Голос остановился. Лакейский тенор и выверт песни лакейский. Другой, женский уже, голос вдруг произнес ласкательно и как бы робко, но с большим, однако, жеманством:
– Что вы к нам долго не ходите, Павел Федорович, что вы нас всё презираете?
– Ничего-с, – ответил мужской голос, хотя и вежливо, но прежде всего с настойчивым и твердым достоинством. Видимо, преобладал мужчина, а заигрывала женщина. «Мужчина – это, кажется, Смердяков, – подумал Алеша, – по крайней мере по голосу, а дама – это, верно, хозяйки здешнего домика дочь, которая из Москвы приехала, платье со шлейфом носит и за супом к Марфе Игнатьевне ходит…»
– Ужасно я всякий стих люблю, если складно, – продолжал женский голос. – Что же вы не продолжаете?
Голос запел снова:
Царская корона —
Была бы моя милая здорова.
Господи пом-и-илуй
Ее и меня!
Ее и меня!
Ее и меня!
– В прошлый раз еще лучше выходило, – заметил женский голос. – Вы спели про корону: «Была бы моя милочка здорова». Этак нежнее выходило, вы, верно, сегодня позабыли.
– Стихи вздор-с, – отрезал Смердяков.
– Ах нет, я очень стишок люблю.
– Это чтобы стих-с, то это существенный вздор-с. Рассудите сами: кто же на свете в рифму говорит? И если бы мы стали все в рифму говорить, хотя бы даже по приказанию начальства, то много ли бы мы насказали-с? Стихи не дело, Марья Кондратьевна.
– Как вы во всем столь умны, как это вы во всем произошли? – ласкался все более и более женский голос.
– Я бы не то еще мог-с, я бы и не то еще знал-с, если бы не жребий мой с самого моего сыздетства. Я бы на дуэли из пистолета того убил, который бы мне произнес, что я подлец, потому что без отца от Смердящей произошел, а они и в Москве это мне в глаза тыкали, отсюда благодаря Григорию Васильевичу переползло-с. Григорий Васильевич попрекает, что я против рождества бунтую: «Ты, дескать, ей ложесна разверз». Оно пусть ложесна, но я бы дозволил убить себя еще во чреве с тем, чтобы лишь на свет не происходить вовсе-с. На базаре говорили, а ваша маменька тоже рассказывать мне пустилась по великой своей неделикатности, что ходила она с колтуном на голове, а росту была всего двух аршин с малыим. Для чего же с малыим, когда можно просто «с малым» сказать, как все люди произносят? Слезно выговорить захотелось, так ведь это мужицкая, так сказать, слеза-с, мужицкие самые чувства.
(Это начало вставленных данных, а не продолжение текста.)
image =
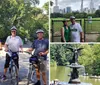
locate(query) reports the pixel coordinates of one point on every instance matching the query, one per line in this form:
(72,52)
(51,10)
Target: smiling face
(13,33)
(40,35)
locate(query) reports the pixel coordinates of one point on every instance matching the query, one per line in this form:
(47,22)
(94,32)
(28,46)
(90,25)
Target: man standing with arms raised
(77,34)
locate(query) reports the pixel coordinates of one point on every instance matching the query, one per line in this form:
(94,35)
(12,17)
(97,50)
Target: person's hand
(42,53)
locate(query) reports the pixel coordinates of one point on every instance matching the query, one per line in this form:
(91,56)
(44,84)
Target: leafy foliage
(89,56)
(24,15)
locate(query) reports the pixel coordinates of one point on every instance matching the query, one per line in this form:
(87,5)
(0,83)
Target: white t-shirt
(14,43)
(75,32)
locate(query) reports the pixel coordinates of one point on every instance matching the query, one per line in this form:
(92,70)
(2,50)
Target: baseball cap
(39,31)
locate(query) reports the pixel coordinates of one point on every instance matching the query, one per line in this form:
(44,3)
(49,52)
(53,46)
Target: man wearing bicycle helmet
(40,45)
(13,43)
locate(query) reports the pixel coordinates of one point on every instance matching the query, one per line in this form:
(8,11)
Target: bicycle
(13,70)
(35,62)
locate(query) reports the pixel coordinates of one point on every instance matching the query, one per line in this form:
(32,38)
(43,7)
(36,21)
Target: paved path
(24,64)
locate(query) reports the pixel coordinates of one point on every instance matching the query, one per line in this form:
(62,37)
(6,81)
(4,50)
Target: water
(61,73)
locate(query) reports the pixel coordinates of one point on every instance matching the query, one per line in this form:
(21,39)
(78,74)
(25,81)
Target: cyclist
(13,43)
(40,45)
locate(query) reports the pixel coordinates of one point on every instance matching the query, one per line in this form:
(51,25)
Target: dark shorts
(7,61)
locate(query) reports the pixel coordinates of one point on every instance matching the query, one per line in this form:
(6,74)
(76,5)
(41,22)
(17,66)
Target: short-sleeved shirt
(40,46)
(76,29)
(14,43)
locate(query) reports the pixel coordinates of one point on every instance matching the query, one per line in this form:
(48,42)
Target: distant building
(68,10)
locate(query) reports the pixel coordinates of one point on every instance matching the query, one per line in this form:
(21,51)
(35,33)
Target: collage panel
(24,42)
(75,20)
(74,64)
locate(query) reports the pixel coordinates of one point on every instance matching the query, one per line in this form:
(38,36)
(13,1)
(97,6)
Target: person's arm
(82,36)
(29,49)
(21,44)
(81,33)
(44,53)
(62,34)
(6,47)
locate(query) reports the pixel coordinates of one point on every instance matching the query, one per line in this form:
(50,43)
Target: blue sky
(76,4)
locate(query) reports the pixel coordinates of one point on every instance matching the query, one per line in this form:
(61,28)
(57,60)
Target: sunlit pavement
(23,69)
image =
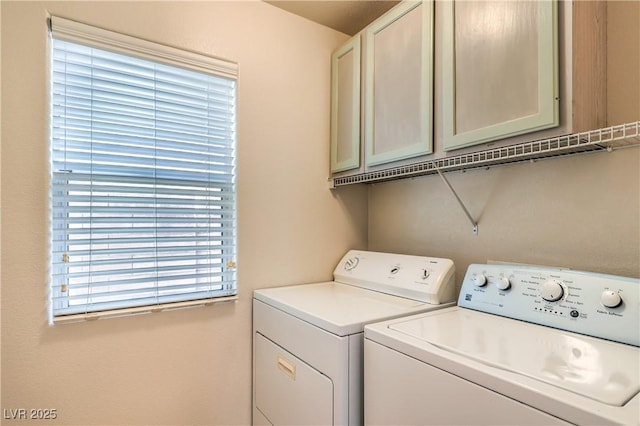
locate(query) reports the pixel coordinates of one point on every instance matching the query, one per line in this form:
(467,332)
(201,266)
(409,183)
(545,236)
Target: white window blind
(142,175)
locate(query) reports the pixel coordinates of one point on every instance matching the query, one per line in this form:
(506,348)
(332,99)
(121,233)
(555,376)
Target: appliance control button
(503,283)
(551,290)
(351,263)
(479,280)
(610,299)
(425,274)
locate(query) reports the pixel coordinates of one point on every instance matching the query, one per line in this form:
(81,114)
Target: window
(142,175)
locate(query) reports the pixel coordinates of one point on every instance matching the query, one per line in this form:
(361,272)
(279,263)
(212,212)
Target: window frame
(78,33)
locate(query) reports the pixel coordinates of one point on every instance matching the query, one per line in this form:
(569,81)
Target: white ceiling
(347,16)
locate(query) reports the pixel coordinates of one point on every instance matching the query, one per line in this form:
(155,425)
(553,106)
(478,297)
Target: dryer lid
(339,308)
(601,370)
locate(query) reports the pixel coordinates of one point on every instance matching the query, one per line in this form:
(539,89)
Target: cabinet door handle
(287,367)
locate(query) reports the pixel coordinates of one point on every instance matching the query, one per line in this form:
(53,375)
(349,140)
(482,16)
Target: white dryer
(308,339)
(525,345)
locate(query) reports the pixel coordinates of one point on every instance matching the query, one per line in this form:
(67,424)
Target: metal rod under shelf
(599,140)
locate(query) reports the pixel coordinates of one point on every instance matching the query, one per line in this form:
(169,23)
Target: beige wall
(191,366)
(581,212)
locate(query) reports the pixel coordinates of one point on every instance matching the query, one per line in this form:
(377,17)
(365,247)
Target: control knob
(610,299)
(551,290)
(503,283)
(479,280)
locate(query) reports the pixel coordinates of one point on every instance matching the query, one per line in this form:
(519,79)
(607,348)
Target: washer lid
(339,308)
(597,369)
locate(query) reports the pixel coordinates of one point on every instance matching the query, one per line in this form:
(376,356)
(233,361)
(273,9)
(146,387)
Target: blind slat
(143,179)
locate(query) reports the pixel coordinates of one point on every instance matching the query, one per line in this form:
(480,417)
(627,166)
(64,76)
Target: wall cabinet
(458,77)
(499,69)
(345,106)
(398,84)
(394,85)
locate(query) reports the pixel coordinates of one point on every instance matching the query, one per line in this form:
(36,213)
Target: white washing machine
(525,345)
(308,339)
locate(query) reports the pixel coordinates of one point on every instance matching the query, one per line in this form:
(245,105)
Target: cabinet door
(500,69)
(345,106)
(399,84)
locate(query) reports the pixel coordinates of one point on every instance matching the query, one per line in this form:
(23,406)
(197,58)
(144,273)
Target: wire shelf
(605,139)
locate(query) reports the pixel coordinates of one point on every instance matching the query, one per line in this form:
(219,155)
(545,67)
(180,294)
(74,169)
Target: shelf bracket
(455,194)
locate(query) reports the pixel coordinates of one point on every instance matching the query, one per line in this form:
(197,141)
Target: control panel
(426,279)
(604,306)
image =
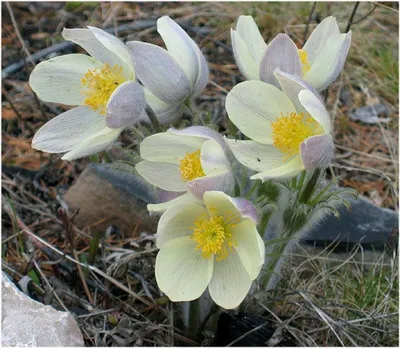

Может ли русский мужик против образованного человека чувство иметь? По необразованности своей он никакого чувства не может иметь. Я с самого сыздетства, как услышу, бывало, «с малыим», так точно на стену бы бросился. Я всю Россию ненавижу, Марья Кондратьевна.
– Когда бы вы были военным юнкерочком али гусариком молоденьким, вы бы не так говорили, а саблю бы вынули и всю Россию стали бы защищать.
– Я не только не желаю быть военным гусариком, Марья Кондратьевна, но желаю, напротив, уничтожения всех солдат-с.
– А когда неприятель придет, кто же нас защищать будет?
– Да и не надо вовсе-с. В двенадцатом году было на Россию великое нашествие императора Наполеона французского первого, отца нынешнему, и хорошо, кабы нас тогда покорили эти самые французы: умная нация покорила бы весьма глупую-с и присоединила к себе. Совсем даже были бы другие порядки-с.
– Да будто они там у себя так уж лучше наших? Я иного нашего щеголечка на трех молодых самых англичан не променяю, – нежно проговорила Марья Кондратьевна, должно быть, сопровождая в эту минуту слова свои самыми томными глазками.
– Это как кто обожает-с.
– А вы и сами точно иностранец, точно благородный самый иностранец, уж это я вам чрез стыд говорю.
– Если вы желаете знать, то по разврату и тамошние, и наши все похожи. Все шельмы-с, но с тем, что тамошний в лакированных сапогах ходит, а наш подлец в своей нищете смердит и ничего в этом дурного не находит. Русский народ надо пороть-с, как правильно говорил вчера Федор Павлович, хотя и сумасшедший он человек со всеми своими детьми-с.